Tuning the Unlearning Hyperparameters#
Getting the balance right between forgetting and retaining is the hard part. Here’s what works in practice:
- Forget learning rate: Start at 10% of your original training LR. If the model doesn’t forget enough, bump it up. If test accuracy craters, pull it back.
- Forget epochs: 3-7 for small forget sets (under 1% of training data). More epochs for larger forget sets.
- Retain learning rate: Half the forget LR or less. You want minimal parameter movement here.
- Retain epochs: 2-5 usually does it. Stop when test accuracy plateaus.
For models trained on sensitive data where the stakes are high, run the full membership inference audit after every unlearning request. For lower-risk models, a quick confidence gap check is enough.
Common Errors and Fixes#
RuntimeError: one of the variables needed for gradient computation has been modified by an inplace operation
This happens when your model uses inplace ReLU (nn.ReLU(inplace=True)). The negated loss backward pass doesn’t play well with inplace ops. Fix: switch to nn.ReLU() without the inplace flag.
Test accuracy drops to near-random after gradient ascent
Your unlearning learning rate is too high or you ran too many epochs. The gradient ascent step scrambled the weights beyond recovery. Reduce forget_lr by half and cut epochs to 2-3. Also check that your forget set isn’t disproportionately large – unlearning 30% of the training set will always be destructive.
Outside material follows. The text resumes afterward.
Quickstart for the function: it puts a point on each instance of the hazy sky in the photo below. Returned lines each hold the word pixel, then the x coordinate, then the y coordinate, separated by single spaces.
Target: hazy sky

Membership inference gap stays high after unlearning
The model still memorizes the forget data. Try: (1) increase gradient ascent epochs by 2-3, (2) slightly raise the forget LR, (3) add noise to the model weights after unlearning with param.data += torch.randn_like(param) * 1e-4. Sometimes the loss landscape has sharp minima that a few gradient steps won’t escape.
CUDA out of memory during gradient ascent
Gradient ascent uses the same memory as normal training. If your original training used gradient accumulation, use it here too. Reduce the batch size of forget_loader or use torch.cuda.amp.autocast() for mixed precision.
Forget set accuracy doesn’t drop at all
Double-check that you’re negating the loss, not the gradients. The correct pattern is (-loss).backward(), not loss.backward() followed by manually flipping gradient signs. The latter can break with optimizers that maintain running statistics (Adam’s momentum and variance).
Audit log shows accuracy drop greater than 5%
This means the retain fine-tuning phase isn’t doing enough. Increase retain_epochs or bump the retain learning rate. Another option: instead of fine-tuning on the full retain set, fine-tune only on data that’s semantically similar to the forget set. This focuses recovery where it matters most.